Epic introduces genomic take a look at ordering device inside EHR with Ochsner as first consumer


Dr. Marc Matrana, Medical Director of Precision Medicine at Ochsner Health

On Monday, New Orleans-based Ochsner Health added a tool to its Epic EHR that allows physicians to seamlessly order genomics tests for cancer patients. The health system is the first in the country to use Epic’s “Orders and Results Anywhere” tool within the EHR giant’s genomics module.

While Ochsner Health is the first health system to integrate Epic’s genomic testing ordering tool, it is not the first health system to streamline genomic testing in its EHR. That would be Missouri-based MU Health Care, which added a genomic testing ordering tool into its Oracle Cerner EHR in June.

Epic’s tool lets physicians easily order Tempus’ genomics tests for patients from right within the EHR, with test results flowing directly back into the EHR. These results reveal genomic data about a patient’s unique cancer and identify actionable genomic variants and therapeutic options, including matched clinical trials. 
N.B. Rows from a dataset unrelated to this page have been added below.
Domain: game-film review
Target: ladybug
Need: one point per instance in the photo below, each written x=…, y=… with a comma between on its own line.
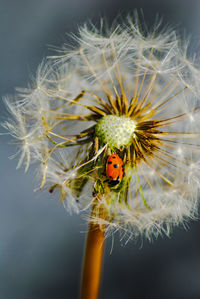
x=114, y=170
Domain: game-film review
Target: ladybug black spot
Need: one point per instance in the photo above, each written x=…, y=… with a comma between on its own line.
x=113, y=183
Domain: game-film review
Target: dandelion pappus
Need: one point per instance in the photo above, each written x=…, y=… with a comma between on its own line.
x=114, y=170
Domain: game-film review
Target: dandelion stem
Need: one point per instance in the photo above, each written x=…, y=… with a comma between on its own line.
x=92, y=264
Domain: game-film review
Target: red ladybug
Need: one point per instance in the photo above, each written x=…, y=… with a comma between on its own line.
x=114, y=170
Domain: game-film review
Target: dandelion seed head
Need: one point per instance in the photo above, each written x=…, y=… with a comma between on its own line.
x=125, y=93
x=114, y=130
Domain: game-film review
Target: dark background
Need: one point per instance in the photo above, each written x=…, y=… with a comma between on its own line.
x=41, y=245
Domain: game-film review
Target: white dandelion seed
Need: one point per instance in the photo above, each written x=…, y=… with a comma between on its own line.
x=120, y=92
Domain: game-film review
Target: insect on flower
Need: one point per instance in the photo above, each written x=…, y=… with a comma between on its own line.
x=114, y=169
x=128, y=95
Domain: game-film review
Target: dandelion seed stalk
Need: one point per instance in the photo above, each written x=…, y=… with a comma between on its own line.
x=93, y=259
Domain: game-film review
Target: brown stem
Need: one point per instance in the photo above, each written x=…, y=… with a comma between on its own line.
x=92, y=265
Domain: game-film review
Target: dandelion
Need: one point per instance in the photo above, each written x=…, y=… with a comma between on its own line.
x=121, y=94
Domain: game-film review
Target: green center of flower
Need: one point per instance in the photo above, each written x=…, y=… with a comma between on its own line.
x=116, y=131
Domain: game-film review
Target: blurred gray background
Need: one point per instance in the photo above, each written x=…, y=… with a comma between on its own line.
x=41, y=245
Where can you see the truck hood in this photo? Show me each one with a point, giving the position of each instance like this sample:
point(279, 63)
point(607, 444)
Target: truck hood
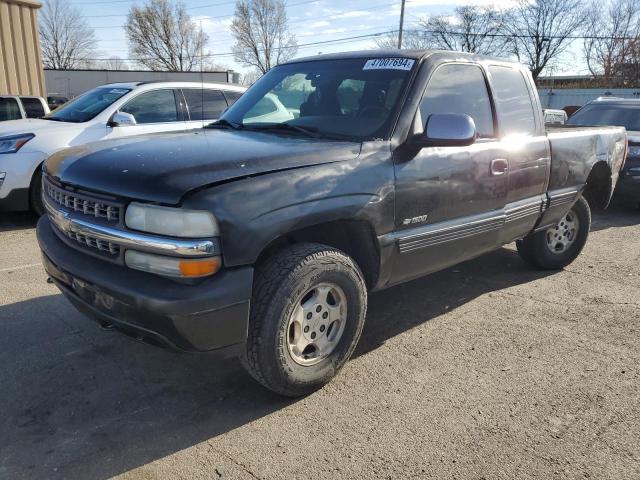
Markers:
point(164, 167)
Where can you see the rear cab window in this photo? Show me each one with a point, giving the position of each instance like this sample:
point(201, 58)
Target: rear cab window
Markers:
point(514, 103)
point(232, 96)
point(33, 107)
point(462, 89)
point(204, 104)
point(9, 109)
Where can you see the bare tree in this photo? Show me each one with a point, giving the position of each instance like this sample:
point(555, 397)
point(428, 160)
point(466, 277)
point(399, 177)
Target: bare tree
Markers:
point(612, 41)
point(115, 63)
point(262, 37)
point(162, 36)
point(66, 39)
point(470, 29)
point(542, 30)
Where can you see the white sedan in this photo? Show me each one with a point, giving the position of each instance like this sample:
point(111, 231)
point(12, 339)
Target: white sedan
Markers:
point(110, 111)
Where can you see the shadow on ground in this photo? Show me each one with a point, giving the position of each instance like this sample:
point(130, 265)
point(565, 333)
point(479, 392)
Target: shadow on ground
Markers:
point(77, 402)
point(81, 403)
point(619, 214)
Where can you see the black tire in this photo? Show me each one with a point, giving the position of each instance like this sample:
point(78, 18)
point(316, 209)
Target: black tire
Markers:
point(534, 248)
point(279, 284)
point(35, 193)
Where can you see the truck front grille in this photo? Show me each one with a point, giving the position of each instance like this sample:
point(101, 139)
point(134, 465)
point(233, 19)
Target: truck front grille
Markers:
point(80, 202)
point(102, 245)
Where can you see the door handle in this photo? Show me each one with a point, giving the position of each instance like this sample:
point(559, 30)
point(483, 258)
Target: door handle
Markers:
point(499, 166)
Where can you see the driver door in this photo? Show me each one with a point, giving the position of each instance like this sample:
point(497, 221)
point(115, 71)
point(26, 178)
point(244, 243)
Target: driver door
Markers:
point(450, 200)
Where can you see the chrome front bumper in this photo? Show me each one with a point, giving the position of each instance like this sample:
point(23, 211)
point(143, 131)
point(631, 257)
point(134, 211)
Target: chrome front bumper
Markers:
point(73, 223)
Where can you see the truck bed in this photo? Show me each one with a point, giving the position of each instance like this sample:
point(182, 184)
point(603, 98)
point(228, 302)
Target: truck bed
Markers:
point(576, 153)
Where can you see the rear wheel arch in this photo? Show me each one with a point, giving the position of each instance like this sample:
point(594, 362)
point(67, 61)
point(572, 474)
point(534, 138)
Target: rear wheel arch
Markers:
point(356, 238)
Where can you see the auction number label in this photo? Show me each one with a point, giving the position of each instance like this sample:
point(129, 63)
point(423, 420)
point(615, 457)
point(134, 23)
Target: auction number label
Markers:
point(389, 64)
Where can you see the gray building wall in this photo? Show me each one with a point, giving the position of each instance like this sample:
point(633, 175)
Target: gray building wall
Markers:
point(72, 83)
point(562, 97)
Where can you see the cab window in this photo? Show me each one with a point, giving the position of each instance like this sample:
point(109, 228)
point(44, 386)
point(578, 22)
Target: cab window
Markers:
point(204, 104)
point(461, 89)
point(157, 106)
point(9, 109)
point(32, 107)
point(515, 108)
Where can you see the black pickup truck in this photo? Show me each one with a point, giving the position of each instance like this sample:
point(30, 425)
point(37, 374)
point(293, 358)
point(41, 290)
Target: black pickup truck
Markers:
point(333, 176)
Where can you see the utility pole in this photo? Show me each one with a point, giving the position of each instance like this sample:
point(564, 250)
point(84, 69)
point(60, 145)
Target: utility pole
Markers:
point(401, 25)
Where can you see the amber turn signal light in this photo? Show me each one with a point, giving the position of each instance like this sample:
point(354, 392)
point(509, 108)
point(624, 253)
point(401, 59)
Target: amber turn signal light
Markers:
point(199, 268)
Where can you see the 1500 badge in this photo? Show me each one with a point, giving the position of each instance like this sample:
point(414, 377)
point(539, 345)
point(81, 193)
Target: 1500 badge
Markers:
point(414, 220)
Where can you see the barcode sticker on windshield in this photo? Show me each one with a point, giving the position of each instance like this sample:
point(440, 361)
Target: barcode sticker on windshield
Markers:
point(389, 64)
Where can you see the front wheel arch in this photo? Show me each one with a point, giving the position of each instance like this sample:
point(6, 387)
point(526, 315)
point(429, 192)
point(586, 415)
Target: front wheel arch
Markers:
point(35, 191)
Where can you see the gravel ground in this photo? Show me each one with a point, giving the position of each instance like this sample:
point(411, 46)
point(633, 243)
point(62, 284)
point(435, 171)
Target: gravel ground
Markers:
point(486, 370)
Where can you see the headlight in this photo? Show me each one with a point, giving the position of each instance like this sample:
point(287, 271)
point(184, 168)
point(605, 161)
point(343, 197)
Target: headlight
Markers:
point(175, 222)
point(14, 143)
point(172, 266)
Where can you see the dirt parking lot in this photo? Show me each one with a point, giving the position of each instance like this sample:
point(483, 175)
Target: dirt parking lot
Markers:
point(486, 370)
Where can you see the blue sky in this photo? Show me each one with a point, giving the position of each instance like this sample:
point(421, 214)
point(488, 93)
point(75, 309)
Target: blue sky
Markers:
point(310, 20)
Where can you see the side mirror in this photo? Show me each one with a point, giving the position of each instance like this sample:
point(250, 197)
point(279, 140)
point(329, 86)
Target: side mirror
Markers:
point(122, 119)
point(447, 130)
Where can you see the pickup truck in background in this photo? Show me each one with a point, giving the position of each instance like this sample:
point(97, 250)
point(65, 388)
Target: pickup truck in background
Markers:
point(624, 112)
point(111, 111)
point(261, 237)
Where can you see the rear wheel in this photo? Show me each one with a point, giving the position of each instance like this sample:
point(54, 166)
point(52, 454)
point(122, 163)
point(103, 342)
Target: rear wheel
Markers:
point(559, 245)
point(307, 313)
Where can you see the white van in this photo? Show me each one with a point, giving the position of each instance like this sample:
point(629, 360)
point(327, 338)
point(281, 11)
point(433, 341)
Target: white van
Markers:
point(110, 111)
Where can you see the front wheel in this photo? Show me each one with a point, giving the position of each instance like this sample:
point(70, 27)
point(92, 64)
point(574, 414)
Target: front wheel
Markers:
point(307, 313)
point(558, 246)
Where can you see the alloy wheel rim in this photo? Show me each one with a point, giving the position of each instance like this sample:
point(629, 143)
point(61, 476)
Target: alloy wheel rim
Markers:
point(316, 324)
point(563, 235)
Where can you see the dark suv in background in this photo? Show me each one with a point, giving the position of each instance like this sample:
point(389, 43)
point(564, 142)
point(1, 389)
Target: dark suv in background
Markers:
point(624, 113)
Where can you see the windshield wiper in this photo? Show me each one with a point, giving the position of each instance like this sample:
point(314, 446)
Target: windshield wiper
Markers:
point(308, 131)
point(222, 123)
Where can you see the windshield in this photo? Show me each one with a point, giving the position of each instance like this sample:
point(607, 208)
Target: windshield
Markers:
point(352, 98)
point(87, 105)
point(627, 116)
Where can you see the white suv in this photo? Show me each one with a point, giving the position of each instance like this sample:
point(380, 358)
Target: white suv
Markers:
point(110, 111)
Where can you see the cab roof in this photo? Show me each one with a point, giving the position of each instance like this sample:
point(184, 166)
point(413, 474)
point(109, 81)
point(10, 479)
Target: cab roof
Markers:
point(396, 53)
point(177, 84)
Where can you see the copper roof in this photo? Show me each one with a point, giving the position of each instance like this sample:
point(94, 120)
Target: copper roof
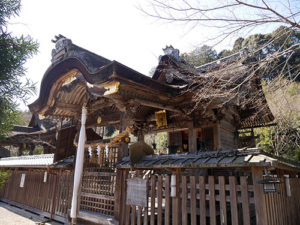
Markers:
point(212, 159)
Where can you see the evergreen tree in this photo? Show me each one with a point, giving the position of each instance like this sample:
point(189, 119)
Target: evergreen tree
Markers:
point(14, 51)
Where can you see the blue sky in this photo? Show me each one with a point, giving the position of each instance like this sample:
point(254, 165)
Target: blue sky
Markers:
point(115, 29)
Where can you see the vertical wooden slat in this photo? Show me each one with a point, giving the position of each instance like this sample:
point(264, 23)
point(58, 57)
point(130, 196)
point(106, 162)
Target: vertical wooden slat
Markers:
point(176, 208)
point(193, 200)
point(202, 200)
point(260, 206)
point(167, 201)
point(127, 214)
point(233, 201)
point(212, 200)
point(152, 216)
point(118, 195)
point(146, 216)
point(139, 216)
point(223, 209)
point(133, 214)
point(184, 200)
point(245, 200)
point(123, 197)
point(159, 200)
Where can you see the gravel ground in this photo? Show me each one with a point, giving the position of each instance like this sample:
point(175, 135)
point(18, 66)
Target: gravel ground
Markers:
point(10, 215)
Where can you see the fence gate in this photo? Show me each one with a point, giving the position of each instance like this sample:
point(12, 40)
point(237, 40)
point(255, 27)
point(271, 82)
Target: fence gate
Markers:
point(98, 181)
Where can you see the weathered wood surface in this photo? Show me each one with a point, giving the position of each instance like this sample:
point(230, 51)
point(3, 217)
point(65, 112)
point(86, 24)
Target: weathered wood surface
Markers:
point(199, 200)
point(52, 197)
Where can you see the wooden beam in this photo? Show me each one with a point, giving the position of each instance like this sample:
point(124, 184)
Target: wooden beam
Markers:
point(152, 104)
point(259, 199)
point(68, 107)
point(192, 137)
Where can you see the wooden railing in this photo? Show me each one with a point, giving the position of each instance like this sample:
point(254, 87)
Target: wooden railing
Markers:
point(200, 200)
point(98, 181)
point(213, 200)
point(283, 209)
point(50, 195)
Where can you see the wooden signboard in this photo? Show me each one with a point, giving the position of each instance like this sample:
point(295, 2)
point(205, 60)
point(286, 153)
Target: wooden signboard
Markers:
point(22, 181)
point(136, 192)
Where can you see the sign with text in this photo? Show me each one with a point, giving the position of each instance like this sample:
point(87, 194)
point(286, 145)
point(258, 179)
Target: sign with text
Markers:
point(136, 192)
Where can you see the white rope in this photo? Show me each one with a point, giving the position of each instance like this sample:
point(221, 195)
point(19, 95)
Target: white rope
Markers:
point(79, 164)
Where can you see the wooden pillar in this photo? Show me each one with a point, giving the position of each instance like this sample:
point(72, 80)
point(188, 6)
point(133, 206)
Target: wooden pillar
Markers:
point(118, 195)
point(192, 137)
point(217, 139)
point(32, 147)
point(21, 149)
point(123, 147)
point(176, 204)
point(259, 198)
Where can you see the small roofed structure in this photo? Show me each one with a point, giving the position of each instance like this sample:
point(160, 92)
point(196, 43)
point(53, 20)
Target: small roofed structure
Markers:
point(203, 177)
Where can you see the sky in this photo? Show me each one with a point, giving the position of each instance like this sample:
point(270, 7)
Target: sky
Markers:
point(114, 29)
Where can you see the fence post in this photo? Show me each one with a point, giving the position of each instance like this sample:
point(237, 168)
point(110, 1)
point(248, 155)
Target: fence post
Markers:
point(176, 209)
point(259, 198)
point(118, 194)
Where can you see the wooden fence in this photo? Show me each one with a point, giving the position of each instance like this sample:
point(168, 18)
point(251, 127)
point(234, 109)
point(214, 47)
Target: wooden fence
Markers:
point(98, 181)
point(282, 209)
point(199, 200)
point(47, 194)
point(213, 200)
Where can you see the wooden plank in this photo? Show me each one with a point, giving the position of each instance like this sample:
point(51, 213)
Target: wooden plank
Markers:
point(233, 201)
point(184, 200)
point(159, 200)
point(245, 200)
point(193, 200)
point(153, 184)
point(123, 197)
point(97, 196)
point(223, 208)
point(260, 207)
point(133, 214)
point(118, 195)
point(176, 209)
point(202, 200)
point(192, 136)
point(167, 200)
point(139, 216)
point(212, 200)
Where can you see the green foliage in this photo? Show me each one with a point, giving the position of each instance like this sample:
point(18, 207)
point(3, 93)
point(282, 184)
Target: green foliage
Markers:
point(4, 175)
point(14, 51)
point(283, 139)
point(161, 141)
point(281, 44)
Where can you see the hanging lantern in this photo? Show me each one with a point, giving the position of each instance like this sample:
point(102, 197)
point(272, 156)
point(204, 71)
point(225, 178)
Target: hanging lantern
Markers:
point(161, 119)
point(99, 119)
point(269, 184)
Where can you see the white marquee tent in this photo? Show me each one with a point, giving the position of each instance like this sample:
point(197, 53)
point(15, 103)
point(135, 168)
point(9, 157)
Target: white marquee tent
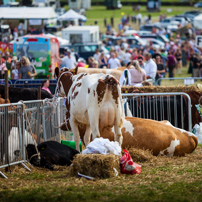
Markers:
point(72, 15)
point(198, 22)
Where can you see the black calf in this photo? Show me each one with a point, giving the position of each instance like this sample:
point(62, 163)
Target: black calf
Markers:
point(51, 153)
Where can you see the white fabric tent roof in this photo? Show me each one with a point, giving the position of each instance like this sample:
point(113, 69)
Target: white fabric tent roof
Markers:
point(72, 15)
point(198, 21)
point(27, 13)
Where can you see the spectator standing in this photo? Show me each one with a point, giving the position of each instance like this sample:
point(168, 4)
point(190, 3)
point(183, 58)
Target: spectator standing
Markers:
point(184, 55)
point(178, 57)
point(113, 62)
point(27, 71)
point(90, 62)
point(120, 27)
point(45, 85)
point(141, 62)
point(95, 64)
point(171, 64)
point(127, 57)
point(15, 71)
point(96, 56)
point(137, 73)
point(150, 67)
point(102, 60)
point(160, 69)
point(3, 68)
point(68, 61)
point(139, 18)
point(196, 66)
point(13, 64)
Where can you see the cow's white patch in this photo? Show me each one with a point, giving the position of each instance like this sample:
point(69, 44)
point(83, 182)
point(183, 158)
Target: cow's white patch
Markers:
point(128, 127)
point(108, 71)
point(181, 130)
point(170, 150)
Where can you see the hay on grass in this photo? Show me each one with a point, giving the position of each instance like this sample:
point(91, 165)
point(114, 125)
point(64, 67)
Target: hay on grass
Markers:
point(96, 165)
point(158, 89)
point(140, 155)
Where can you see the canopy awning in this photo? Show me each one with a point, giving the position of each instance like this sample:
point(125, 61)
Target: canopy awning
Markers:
point(27, 13)
point(72, 15)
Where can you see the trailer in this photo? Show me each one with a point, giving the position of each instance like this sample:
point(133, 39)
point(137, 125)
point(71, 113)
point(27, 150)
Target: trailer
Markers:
point(81, 34)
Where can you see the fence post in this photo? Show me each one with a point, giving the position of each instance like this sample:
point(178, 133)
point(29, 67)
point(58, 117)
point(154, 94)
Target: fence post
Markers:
point(58, 115)
point(6, 88)
point(39, 93)
point(44, 122)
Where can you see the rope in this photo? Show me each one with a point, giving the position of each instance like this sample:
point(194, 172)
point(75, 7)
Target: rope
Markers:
point(37, 152)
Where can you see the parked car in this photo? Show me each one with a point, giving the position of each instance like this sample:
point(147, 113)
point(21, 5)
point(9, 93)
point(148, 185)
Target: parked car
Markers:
point(195, 12)
point(183, 21)
point(155, 43)
point(84, 50)
point(173, 26)
point(135, 42)
point(165, 22)
point(159, 37)
point(149, 27)
point(198, 5)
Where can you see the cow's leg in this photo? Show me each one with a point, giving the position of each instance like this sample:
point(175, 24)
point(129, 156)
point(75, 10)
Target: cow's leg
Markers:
point(87, 135)
point(94, 122)
point(118, 134)
point(75, 130)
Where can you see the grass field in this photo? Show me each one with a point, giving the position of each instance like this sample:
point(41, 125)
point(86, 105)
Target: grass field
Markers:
point(162, 179)
point(98, 13)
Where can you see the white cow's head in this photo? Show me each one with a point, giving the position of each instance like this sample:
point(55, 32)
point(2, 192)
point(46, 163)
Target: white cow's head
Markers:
point(64, 79)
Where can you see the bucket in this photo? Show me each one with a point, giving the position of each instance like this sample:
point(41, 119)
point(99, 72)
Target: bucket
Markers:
point(71, 144)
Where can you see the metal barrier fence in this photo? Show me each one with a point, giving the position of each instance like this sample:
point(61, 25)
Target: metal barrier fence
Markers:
point(2, 82)
point(24, 123)
point(39, 119)
point(178, 81)
point(174, 107)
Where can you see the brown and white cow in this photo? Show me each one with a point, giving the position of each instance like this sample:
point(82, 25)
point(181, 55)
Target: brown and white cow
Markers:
point(93, 100)
point(160, 137)
point(114, 72)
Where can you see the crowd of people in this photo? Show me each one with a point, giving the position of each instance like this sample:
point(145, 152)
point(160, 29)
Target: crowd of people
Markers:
point(20, 69)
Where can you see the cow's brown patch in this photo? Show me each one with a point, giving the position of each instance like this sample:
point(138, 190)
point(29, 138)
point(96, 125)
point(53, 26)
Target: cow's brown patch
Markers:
point(80, 77)
point(100, 90)
point(66, 80)
point(76, 85)
point(74, 96)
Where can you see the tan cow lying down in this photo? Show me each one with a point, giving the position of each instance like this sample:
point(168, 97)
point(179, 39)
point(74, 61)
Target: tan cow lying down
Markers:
point(160, 137)
point(113, 72)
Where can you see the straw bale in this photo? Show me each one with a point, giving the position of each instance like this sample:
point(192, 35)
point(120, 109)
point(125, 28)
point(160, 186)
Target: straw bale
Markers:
point(140, 155)
point(158, 89)
point(96, 165)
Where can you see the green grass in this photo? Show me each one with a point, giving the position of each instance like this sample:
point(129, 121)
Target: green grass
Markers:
point(162, 179)
point(98, 13)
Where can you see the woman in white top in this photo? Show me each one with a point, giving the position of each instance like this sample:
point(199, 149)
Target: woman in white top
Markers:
point(137, 73)
point(14, 73)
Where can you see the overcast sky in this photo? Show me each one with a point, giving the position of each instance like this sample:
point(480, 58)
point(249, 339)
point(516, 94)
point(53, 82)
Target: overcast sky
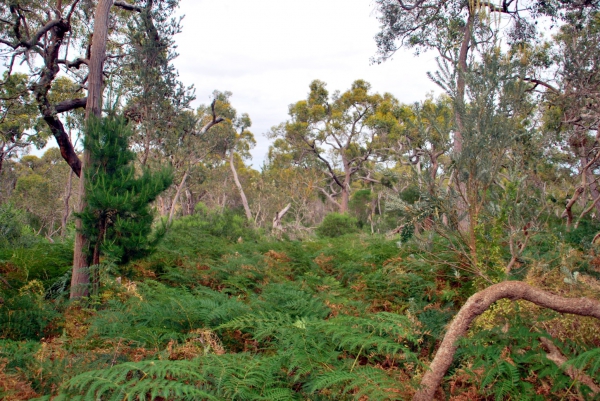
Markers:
point(266, 52)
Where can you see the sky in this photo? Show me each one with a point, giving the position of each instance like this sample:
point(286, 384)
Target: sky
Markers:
point(266, 52)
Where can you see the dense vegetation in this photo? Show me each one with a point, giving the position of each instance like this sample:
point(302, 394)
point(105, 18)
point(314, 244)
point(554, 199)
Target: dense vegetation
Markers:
point(442, 249)
point(209, 317)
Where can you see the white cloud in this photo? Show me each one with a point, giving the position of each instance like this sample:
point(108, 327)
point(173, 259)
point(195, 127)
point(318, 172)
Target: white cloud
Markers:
point(266, 52)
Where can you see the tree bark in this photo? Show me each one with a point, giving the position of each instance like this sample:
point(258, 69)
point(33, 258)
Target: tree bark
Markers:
point(238, 184)
point(176, 197)
point(476, 305)
point(81, 277)
point(462, 204)
point(65, 218)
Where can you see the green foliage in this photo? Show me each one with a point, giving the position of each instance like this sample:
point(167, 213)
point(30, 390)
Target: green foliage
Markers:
point(160, 314)
point(583, 235)
point(360, 206)
point(117, 219)
point(13, 229)
point(26, 316)
point(336, 224)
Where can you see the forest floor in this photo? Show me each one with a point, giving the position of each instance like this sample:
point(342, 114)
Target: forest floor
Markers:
point(232, 315)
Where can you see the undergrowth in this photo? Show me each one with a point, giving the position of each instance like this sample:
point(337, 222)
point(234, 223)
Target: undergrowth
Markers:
point(238, 316)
This integration is a big win for precision cancer care, Dr. Marc Matrana, Ochsner’s medical director of precision medicine, said in an interview. He believes physicians will be able to provide more personalized and effective care now that they can have a single view of their patients’ genomic and clinical data in one place.

Next generation sequencing (NGS) is a vital component to cancer care, Matrana argued. NGS allows physicians to take a small sample of a patient’s cancer tissue — or in some cases collect tumor DNA circulating in a patient’s blood through a blood test called liquid biopsy — and sequence that genetic material. This helps physicians identify certain biomarkers that may help guide their patients’ treatment.

“One-third to 40% of patients who undergo this testing have benefited,” Matrana said. “We often change therapies because of it, so it’s absolutely vital that every patient that walks in the door with cancer anywhere in the country has this genetic sequencing done.”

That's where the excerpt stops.